We confirmed that there were two aging‐related metabolic changes in the extensor digitorum longus muscle of senescence‐accelerated mouse prone 8 mice. Based on the changes in metabolites, cell senescence and fatigue in the extensor digitorum longus muscle might increase in old mice compared with those in young mice, showing molecular biological changes with aging. Geriatr Gerontol Int 2022; 22: 160–167.

Keywords: digitorum longus muscle, metabolome analysis, sarcopenia, senescence‐accelerated mouse‐prone 8

Introduction

Sarcopenia – aging‐related loss of muscle mass and strength – is a key feature of the frailty model proposed by Fried et al. 1 Humans aged ≥30 years lose muscle mass at a rate of approximately 5% per decade; individuals aged ≥60 years lose muscle mass at a faster rate. 2 Sarcopenia is characterized by atrophy of fast‐twitch muscle selectively, and thus, early detection and prevention of sarcopenia and frailty are important. 3

To date, several studies have observed aging‐related morphological and molecular biological changes in muscles. Senescence‐accelerated mouse‐prone 8 (SAMP8) has been commonly used in aging studies. Guo et al. observed aging‐related morphological and immunohistochemical changes in the gastrocnemius muscle of SAMP8 mice. 4 Derave et al. reported that the wet weight of soleus muscle in SAMP8 mice decreases with age. 5 We observed chronological changes characterized by muscular atrophy and contraction in masseter muscle of aged SAMP8 mice compared with those in young mice. 6 However, there are a few reports of molecular biological changes associated with aging. Studies have focused on the metabolites of muscle‐related aging. In the present study, we aimed to identify metabolites related to aging in the lower limbs of SAMP8 mice, by elucidating the metabolic changes associated with aging in the extensor digitorum longus muscle (EDL), by capillary electrophoresis–mass spectrometry (CE‐MS). By clarifying the specific metabolic changes, the present study might contribute to the prevention and early detection of frailty.

Methods

Experimental animals

Male SAMP8 mice (SAMP8/Ta Slc) were purchased from Sankyo Labo Service Corporation (Tokyo, Japan). Three groups of male SAMP8 mice (SAMP8/TaSlc) were used in the present study, namely, 12‐week‐old (young; n = 5), 40‐week‐old (elderly; n = 5) and 55‐week‐old mice (late elderly; n = 5).

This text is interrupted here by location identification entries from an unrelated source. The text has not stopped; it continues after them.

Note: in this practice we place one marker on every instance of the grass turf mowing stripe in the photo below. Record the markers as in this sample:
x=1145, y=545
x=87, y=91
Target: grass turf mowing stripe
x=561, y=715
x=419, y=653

We examined the mice at the age of 12 weeks (accelerated senescence period), 40 weeks (mean lifespan) and 55 weeks (progressing age period). The mice were raised in a 125 × 213 × 125 mm aluminum cage, and were provided feed (Lab MR‐A1) and water ad libitum. The mice were anesthetized with isoflurane and euthanized by dislocating the cervical spines; thereafter, the EDL was extracted immediately. The left side of the muscle was used for metabolome analysis and the right side was used for real‐time polymerase chain reaction. The present study was carried out according to the Animal Research Ethics Committee Guidelines at Tokyo Dental College (approval number: 202601).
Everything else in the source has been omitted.